O que mudou na sua vida desde a reabertura da investigação sobre a morte de Odilaine?
Mudou praticamente tudo na minha vida. Eles destruíram completamente a minha vida.
Eles quem?
Eles eu digo de modo geral. A família da Odilaine e até o doutor Boldrini, porque, se eu não estivesse trabalhando com ele, nada disso teria acontecido. Destruíram a minha vida. Antes, eu tinha emprego fixo, construí a minha casa, mas o Caso Bernardo mudou da água para o vinho a minha vida. Perdi meu emprego, meu currículo foi manchado. Onde eu entreguei currículo depois, perguntavam se eu era a secretária "daquele médico que matou o filho". Essa é a impressão que todo mundo tem. Não consegui emprego, tive de mudar de cidade, fui malvista, julgada. Eu não podia sair às ruas, ir ao mercado, tive de tirar minha filha da creche. Foi um tormento. Caí em depressão profunda, uso medicação até hoje. Se não fosse a minha filha, acho que não estaria mais aqui, teria feito alguma bobagem com minha vida. Mudei de cidade, abri um negócio próprio. Estou tentando reconstruir a vida, graças à família.
Como a família agiu quando Bernardo desapareceu?
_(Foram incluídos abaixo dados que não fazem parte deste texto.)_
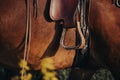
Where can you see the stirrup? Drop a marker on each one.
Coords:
(79, 46)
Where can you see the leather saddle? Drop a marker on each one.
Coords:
(63, 10)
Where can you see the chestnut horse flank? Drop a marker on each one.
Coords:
(44, 33)
(104, 47)
(29, 30)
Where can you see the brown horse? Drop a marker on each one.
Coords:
(104, 26)
(45, 34)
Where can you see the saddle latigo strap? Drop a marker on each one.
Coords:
(63, 10)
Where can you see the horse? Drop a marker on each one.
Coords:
(102, 19)
(32, 18)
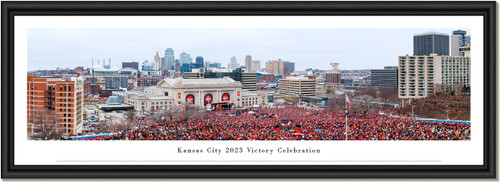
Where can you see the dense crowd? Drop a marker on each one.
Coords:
(294, 123)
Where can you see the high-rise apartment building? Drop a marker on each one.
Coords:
(288, 67)
(177, 65)
(431, 43)
(297, 85)
(169, 61)
(459, 39)
(248, 62)
(200, 62)
(280, 67)
(53, 102)
(422, 76)
(387, 77)
(157, 61)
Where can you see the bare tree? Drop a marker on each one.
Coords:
(45, 125)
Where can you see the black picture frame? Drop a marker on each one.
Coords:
(486, 9)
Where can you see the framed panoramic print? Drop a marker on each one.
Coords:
(248, 89)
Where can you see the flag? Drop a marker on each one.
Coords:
(347, 101)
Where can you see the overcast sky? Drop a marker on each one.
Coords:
(308, 48)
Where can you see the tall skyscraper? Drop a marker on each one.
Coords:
(431, 42)
(233, 64)
(459, 39)
(147, 66)
(422, 76)
(157, 61)
(248, 62)
(199, 61)
(169, 61)
(185, 58)
(255, 66)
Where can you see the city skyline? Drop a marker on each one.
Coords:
(308, 48)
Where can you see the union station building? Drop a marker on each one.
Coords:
(199, 92)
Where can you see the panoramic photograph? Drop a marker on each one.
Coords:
(249, 84)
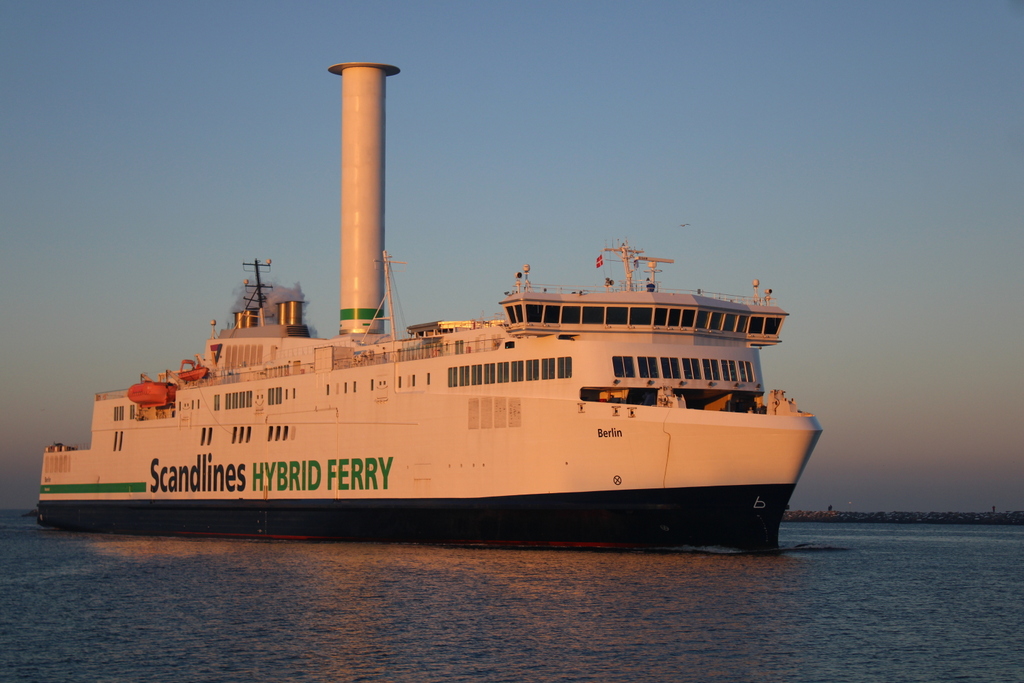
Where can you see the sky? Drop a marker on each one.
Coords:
(864, 160)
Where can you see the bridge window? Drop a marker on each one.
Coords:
(593, 314)
(616, 315)
(648, 367)
(640, 315)
(623, 366)
(570, 314)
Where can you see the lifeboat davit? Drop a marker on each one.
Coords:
(152, 393)
(195, 373)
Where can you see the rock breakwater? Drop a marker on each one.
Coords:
(904, 517)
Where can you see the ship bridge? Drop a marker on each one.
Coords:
(710, 317)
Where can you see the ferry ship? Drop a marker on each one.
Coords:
(624, 415)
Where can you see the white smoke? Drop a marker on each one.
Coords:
(274, 294)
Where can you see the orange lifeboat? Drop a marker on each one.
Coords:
(152, 393)
(195, 373)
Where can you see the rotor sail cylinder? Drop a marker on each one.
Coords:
(290, 312)
(361, 194)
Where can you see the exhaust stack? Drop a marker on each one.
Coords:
(361, 194)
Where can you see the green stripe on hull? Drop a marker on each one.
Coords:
(359, 313)
(112, 487)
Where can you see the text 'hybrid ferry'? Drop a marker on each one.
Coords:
(626, 415)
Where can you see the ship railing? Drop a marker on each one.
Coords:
(641, 287)
(111, 395)
(64, 447)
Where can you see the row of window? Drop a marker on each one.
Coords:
(233, 399)
(512, 371)
(279, 433)
(119, 413)
(643, 316)
(689, 369)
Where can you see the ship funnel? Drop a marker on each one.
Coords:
(361, 194)
(290, 312)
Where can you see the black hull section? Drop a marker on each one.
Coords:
(745, 517)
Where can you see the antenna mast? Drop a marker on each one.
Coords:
(256, 298)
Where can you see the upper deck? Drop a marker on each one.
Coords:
(709, 319)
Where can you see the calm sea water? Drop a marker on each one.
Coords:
(860, 602)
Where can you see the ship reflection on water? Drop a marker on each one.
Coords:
(214, 609)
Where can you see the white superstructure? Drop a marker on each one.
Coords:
(624, 414)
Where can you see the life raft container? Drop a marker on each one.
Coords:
(195, 373)
(152, 393)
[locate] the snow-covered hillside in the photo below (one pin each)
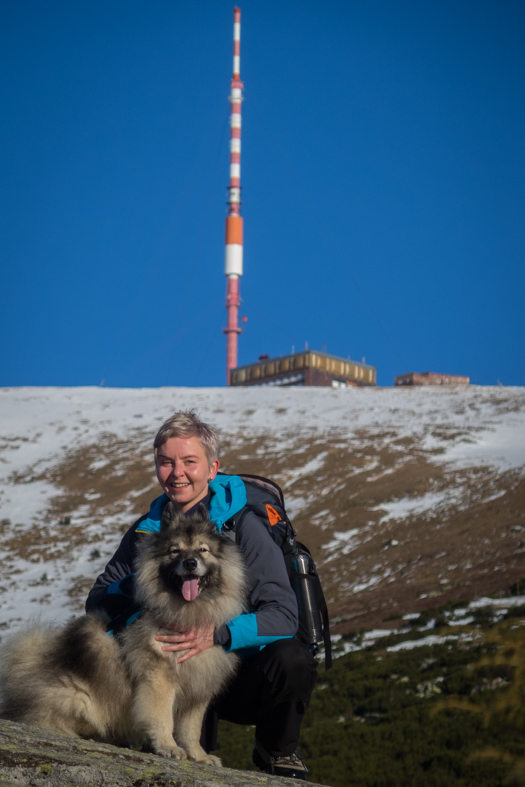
(408, 496)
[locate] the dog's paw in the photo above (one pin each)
(175, 752)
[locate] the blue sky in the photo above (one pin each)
(383, 183)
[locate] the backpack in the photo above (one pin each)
(265, 498)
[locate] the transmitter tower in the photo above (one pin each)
(234, 229)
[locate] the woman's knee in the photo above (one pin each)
(289, 662)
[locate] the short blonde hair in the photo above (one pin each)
(185, 423)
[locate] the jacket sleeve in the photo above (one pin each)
(112, 593)
(271, 599)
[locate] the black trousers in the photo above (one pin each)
(270, 690)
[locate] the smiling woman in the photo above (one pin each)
(184, 472)
(278, 672)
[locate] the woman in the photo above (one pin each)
(277, 674)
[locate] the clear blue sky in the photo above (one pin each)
(383, 181)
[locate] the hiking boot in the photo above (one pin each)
(292, 765)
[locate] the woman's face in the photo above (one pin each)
(183, 471)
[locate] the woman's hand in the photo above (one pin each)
(194, 640)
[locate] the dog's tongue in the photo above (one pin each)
(190, 589)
Foi um choque. A Kelly me ligou perguntando se o Bernardo estava na minha casa, porque ele tinha ido para a casa de um coleguinha e não tinha voltado. Eu disse que não. Naquela noite, eu liguei, e ela disse que ainda não o haviam encontrado. Ficaram procurando o guri toda aquela semana. Na segunda-feira, dia 14 (de abril de 2014), no dia em que foram presos, a Kelly pediu que eu fosse para a casa deles para cuidar da Maria (filha de Graciele e Leandro) porque eles tinham de achar o Bernardo. Fiquei durante o dia na casa deles cuidando da menininha e, daí, recebi a notícia de que haviam encontrado o corpo do Bernardo. Foi um choque, nem estava acreditando. Demora até cair a ficha. Tu trabalhas anos do lado de uma pessoa que tu não conheces, né?